When I signed up to join, I was unaware of how the process worked: rush, pledge, bid, etc. Being a pledge basically means being the active members' bitch until you are initiated and get to mistreat the next group of pledges. While my school is very serious about preventing hazing, that doesn't stop the actives from exercising what little power they still hold. Tonight, I got a taste of that, in a more negative way than I have had thus far.
The pledges had to elect a leader at the beginning of this process, a person to be a liaison between the officer in charge of us, and the group. I volunteered, and won the post. After a meeting of the whole chapter a few weeks ago, during which a member had told a story of driving drunk people home who vomited in his car, I jokingly said that I wouldn't be driving any drunks home, since 'my ride is so fly, and I don't drink anyway, so not like I need it.'
This was a joke. The other pledges laughed, I moved on. Tonight, the officer in charge of the pledges asked me during the chapter meeting, in front of everyone if I had said that I wasn't going to sober drive since I don't use it. I said yes, and that I had done so in jest. He said I was a dumbass and then said 'you're fired.'
There are pledges who didn't particularly like the way I ran things (if that's even possible, considering all I basically did was mass text people after the officer told me what to do). These pledges told active members during the past few weeks that I didn't take commitments like sober driving seriously, spinning me as a bad guy, a snob, precocious. The pledge who doesn't have to follow the rules.

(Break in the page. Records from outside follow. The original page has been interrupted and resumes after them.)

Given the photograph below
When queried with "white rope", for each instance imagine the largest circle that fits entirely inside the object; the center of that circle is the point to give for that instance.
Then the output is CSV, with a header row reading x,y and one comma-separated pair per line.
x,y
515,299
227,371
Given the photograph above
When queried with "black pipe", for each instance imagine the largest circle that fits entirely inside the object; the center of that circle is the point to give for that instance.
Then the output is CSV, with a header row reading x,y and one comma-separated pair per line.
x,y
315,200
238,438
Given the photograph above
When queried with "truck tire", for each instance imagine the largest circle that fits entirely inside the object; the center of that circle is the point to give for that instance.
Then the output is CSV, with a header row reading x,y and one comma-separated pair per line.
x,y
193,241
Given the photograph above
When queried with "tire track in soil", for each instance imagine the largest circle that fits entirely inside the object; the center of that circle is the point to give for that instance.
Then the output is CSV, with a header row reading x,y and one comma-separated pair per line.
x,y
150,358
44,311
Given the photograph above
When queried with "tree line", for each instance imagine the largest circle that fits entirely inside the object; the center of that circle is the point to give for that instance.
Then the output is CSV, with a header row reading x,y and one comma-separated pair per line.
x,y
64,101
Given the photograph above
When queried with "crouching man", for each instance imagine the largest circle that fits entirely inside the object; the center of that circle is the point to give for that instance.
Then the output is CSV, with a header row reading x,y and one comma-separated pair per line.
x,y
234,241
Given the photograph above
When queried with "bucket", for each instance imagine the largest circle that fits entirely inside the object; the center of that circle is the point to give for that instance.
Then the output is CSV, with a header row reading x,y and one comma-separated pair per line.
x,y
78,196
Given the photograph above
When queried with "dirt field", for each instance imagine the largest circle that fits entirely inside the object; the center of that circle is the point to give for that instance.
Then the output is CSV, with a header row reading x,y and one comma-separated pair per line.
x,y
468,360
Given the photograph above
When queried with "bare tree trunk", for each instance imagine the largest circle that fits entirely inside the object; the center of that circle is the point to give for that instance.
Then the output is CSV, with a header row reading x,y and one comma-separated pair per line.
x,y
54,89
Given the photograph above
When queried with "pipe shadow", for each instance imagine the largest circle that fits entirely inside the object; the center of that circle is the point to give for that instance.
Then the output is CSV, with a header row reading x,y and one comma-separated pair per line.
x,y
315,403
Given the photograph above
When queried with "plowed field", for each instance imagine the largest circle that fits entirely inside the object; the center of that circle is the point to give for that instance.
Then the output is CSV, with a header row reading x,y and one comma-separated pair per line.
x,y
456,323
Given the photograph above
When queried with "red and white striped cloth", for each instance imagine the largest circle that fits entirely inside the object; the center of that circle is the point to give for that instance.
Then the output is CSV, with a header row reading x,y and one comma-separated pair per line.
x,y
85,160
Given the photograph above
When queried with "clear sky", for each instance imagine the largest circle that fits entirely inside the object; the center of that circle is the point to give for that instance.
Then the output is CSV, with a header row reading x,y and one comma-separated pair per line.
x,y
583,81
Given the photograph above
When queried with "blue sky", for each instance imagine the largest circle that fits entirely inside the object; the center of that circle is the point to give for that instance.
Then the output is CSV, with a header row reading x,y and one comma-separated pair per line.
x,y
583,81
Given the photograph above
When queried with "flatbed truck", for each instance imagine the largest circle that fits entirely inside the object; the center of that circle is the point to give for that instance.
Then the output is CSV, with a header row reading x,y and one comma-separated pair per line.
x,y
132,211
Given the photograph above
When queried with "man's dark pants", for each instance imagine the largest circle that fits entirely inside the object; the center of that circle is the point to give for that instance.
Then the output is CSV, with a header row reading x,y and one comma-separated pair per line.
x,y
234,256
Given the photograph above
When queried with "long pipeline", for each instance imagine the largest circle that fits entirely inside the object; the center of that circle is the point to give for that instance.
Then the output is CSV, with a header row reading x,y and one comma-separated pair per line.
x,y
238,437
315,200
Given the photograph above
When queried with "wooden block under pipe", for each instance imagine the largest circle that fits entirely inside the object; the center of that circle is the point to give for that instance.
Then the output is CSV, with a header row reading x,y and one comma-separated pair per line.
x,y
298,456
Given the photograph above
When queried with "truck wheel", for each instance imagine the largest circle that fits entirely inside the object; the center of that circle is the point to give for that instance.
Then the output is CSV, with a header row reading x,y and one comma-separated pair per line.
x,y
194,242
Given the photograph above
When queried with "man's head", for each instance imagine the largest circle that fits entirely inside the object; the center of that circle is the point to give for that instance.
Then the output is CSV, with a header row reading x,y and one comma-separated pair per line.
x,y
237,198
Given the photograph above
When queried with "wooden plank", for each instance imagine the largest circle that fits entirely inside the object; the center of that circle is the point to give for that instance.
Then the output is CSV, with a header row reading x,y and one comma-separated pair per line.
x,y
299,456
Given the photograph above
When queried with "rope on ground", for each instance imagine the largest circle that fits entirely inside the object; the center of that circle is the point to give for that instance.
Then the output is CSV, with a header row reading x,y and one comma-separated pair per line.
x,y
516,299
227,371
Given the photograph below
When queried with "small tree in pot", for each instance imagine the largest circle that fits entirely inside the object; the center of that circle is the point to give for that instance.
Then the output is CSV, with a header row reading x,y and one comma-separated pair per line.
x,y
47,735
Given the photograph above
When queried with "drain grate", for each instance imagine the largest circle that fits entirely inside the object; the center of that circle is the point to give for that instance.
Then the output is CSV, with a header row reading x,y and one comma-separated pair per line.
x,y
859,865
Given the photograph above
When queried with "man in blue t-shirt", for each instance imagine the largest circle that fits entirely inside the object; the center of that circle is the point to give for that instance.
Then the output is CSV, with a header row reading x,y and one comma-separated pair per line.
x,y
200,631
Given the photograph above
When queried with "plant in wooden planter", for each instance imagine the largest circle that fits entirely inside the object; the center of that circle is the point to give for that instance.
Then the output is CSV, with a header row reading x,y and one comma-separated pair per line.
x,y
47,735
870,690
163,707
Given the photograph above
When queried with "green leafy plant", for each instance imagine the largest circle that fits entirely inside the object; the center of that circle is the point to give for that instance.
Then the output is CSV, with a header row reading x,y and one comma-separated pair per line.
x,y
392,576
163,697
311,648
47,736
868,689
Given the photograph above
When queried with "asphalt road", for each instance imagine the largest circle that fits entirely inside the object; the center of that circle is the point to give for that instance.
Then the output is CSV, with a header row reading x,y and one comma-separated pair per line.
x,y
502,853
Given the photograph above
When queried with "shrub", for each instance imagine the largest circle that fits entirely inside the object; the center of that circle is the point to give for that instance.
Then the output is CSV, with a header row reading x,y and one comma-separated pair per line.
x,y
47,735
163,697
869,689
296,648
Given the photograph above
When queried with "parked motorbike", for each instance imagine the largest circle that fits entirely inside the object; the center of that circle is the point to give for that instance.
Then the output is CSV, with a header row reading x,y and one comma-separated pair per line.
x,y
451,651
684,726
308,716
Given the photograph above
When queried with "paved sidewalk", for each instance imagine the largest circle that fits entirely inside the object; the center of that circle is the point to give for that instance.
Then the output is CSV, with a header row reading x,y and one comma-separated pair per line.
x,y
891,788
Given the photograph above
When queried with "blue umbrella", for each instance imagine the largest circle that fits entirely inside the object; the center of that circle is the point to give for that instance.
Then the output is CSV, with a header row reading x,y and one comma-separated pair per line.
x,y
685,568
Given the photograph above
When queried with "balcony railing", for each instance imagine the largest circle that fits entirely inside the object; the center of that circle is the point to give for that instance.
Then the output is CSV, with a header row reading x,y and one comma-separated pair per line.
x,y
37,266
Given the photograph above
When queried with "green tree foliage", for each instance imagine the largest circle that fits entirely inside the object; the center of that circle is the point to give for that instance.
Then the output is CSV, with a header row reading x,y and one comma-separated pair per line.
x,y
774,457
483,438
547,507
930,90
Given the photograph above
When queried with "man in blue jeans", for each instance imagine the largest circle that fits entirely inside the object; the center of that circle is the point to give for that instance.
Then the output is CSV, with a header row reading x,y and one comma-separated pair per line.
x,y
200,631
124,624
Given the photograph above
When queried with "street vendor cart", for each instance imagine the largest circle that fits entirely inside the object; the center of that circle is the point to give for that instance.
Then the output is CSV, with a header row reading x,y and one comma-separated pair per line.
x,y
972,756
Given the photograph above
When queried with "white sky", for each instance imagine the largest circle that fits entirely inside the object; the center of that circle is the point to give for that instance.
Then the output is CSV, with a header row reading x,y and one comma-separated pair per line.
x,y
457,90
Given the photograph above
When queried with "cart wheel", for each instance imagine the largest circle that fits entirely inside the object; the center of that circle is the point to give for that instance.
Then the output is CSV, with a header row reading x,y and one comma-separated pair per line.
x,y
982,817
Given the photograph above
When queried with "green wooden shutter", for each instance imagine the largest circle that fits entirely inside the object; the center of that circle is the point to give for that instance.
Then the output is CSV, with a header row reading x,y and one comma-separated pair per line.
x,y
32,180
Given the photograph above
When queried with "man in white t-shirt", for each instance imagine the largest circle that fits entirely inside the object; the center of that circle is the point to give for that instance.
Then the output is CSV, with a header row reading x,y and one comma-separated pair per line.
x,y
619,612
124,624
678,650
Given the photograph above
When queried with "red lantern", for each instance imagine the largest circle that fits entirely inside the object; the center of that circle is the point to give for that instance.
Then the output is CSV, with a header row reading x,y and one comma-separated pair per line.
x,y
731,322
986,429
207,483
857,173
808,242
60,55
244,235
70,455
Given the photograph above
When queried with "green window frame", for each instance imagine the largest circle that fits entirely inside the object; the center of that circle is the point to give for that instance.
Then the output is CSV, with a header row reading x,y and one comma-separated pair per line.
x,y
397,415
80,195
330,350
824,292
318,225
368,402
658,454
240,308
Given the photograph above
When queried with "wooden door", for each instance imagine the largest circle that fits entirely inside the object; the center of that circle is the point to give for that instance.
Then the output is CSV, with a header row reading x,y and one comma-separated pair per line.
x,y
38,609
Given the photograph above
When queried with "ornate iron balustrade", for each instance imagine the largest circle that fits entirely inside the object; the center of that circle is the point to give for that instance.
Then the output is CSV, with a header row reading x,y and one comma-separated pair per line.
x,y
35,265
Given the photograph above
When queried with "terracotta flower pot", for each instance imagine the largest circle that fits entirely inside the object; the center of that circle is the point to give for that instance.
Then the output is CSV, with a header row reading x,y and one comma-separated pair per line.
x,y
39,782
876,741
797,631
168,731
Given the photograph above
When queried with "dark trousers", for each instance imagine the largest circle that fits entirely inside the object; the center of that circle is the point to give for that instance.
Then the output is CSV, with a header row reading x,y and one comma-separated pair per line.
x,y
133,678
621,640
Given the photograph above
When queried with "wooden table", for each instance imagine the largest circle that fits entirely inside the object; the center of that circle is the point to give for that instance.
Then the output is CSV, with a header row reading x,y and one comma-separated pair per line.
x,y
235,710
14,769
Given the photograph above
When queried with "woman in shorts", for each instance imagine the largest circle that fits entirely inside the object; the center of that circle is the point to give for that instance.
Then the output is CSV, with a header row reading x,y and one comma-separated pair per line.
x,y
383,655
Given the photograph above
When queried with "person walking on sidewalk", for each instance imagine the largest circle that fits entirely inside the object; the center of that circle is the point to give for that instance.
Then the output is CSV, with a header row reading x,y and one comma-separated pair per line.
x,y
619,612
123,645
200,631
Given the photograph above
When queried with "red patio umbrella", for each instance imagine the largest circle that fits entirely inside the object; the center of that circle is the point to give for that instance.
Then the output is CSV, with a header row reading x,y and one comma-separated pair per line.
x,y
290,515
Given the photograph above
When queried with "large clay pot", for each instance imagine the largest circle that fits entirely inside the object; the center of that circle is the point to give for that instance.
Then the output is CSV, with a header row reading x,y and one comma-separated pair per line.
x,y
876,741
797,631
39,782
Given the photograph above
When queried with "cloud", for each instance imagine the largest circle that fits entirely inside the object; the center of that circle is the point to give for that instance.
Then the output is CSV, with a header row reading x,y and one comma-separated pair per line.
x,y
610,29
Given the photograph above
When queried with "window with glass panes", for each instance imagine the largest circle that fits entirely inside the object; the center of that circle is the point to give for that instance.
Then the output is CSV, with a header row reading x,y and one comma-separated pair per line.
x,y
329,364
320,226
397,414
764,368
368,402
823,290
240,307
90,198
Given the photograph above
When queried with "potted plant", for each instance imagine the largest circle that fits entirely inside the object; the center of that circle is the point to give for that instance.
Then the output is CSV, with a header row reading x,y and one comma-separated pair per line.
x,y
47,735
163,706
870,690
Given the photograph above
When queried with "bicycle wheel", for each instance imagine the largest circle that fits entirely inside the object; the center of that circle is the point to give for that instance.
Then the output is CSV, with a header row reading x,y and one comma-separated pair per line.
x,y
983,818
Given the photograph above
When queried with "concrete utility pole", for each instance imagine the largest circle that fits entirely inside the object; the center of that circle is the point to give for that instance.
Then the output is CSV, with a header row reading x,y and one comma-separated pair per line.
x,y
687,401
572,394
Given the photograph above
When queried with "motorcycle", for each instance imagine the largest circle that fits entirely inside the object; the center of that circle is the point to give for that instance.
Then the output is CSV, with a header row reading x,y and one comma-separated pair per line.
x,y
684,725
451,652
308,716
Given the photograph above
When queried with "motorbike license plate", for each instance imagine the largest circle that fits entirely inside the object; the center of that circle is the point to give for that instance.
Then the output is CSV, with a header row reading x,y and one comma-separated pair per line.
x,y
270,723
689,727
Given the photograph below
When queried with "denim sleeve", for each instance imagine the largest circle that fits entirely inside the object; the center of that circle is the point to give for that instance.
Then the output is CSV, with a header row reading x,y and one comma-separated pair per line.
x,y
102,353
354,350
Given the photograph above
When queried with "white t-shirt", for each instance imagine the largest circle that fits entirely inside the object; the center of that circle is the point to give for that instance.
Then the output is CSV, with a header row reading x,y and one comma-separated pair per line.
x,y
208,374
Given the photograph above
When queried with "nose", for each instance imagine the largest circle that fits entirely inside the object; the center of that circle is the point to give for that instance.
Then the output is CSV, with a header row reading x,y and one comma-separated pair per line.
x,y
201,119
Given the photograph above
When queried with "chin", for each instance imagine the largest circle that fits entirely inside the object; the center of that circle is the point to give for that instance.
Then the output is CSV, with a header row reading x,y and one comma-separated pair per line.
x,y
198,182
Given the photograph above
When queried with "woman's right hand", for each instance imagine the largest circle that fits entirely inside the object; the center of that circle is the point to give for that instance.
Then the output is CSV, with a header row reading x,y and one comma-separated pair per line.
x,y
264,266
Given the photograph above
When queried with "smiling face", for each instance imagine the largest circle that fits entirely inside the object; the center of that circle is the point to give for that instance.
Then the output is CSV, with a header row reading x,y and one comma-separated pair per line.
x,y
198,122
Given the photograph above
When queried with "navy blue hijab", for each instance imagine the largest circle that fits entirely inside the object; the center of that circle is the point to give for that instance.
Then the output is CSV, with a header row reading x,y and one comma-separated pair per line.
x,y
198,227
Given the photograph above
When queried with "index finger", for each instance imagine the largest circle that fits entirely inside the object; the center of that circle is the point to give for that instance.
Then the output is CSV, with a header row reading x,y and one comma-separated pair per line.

Now the actives told the officer in charge about this, and he called me out on it. I don't blame him, that's what I would have done too. I think the pledges who started the drama, should have said something to my face about it. I think the actives should have asked me about it. But, once I got fired, those responsible for spreading my words volunteered to replace me, and won.
All in the name of brotherhood, character, loyalty, and honor.
I'm disappointed that I believed in something greater than myself. Foolish me.